Now we seem to be assuming similarly AI will neatly fit into a benign pattern. That assumption only holds to the extent AI is analogous with most of what has come before. And in the circumstances, we’d be wise to examine it far more rigorously before settling on it because there are good reasons to suppose it is a different species altogether, for which history is a poor guide.

That’s because technology has hitherto been something we build. We determine what it is and what it will do, and design it to achieve those ends. We cannot foresee all of its applications and cannot prevent people appropriating it for nefarious purposes. But however it is used, it is an extension of our various goals. We understand how it works, and we put it to use accordingly. But AI is not something we build. It is instead something we train. That is, we give it the tools to direct itself.

As if to illustrate this starkly, the companies developing AI are training it to code. That is, they are training AI to program itself. And as AI reaches the point of thinking faster and better than any human can, it follows that AI will quickly produce the fastest, most sophisticated computer programmers on the planet. At that point, it will make no sense to talk of AI in the way we talk of other technology. It will no longer be a tool; it will be an agent.

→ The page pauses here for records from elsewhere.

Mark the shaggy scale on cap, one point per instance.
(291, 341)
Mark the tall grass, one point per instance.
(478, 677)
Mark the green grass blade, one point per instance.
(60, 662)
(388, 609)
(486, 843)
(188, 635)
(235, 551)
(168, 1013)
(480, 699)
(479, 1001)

Once it achieves this, it can begin developing itself. What might have taken human coders years might take AI weeks. This development makes it better and faster, which in turn makes it better and faster, all of which amounts to exponential acceleration.

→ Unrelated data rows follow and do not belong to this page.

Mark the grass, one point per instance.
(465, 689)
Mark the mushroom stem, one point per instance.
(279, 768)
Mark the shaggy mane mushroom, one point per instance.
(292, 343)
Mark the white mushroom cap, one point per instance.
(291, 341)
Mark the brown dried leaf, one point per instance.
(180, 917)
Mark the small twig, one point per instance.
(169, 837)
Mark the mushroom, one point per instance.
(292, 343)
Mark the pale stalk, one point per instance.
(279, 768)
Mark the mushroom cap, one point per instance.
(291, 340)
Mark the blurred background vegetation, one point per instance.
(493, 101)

At this point, we’re no longer even talking about artificial intelligence as we understand it. We’re talking about what Daniel Kokotajlo calls “superintelligences”, where AI will become superhuman at everything, and humans will have become largely redundant. At this point, mass job losses will be the least of our concerns.

Kokotajlo should know of what he speaks. He is a former employee of Open AI – which developed ChatGPT – who left the company because he no longer thought it capable of addressing the risks it was unleashing. He thinks we’ll start seeing superintelligences by 2027 or 2028. Whatever the timeline, the fundamental problem here is one of mastery. Unlike previous technology, even at this crude, early stage, AI is already behaving in ways its inventors don’t understand.

One example Kokotajlo offers is that AI has begun lying. Not making an error or drawing on bad data. But giving answers that are untrue, and which it knows to be untrue. No one knows why this is happening, and its owners are trying to stop that happening. But if we think of AI as a digital brain that can generate its own thoughts, we should be unsurprised that it starts pursuing its own aims, which have little to do with ours, and which we may not even know. Once that accelerates, any pretence that we are AI’s masters will have evaporated.

Of course, Kokotajlo is offering but one forecast. It is one based on an intimate knowledge of the technology and of the companies producing it; companies he says are well aware of the scenarios he describes and even embrace aspects of it. But even so, prediction is fraught, and may not come to pass.

All manner of things could intervene in this process. Something like, say, regulation. Kokotajlo thinks this is unlikely because humans tend to be terrible at dealing with risks we haven’t experienced and can’t easily imagine. You might even say he’s assuming history will simply repeat. Perhaps, then, we should resist doing the same.”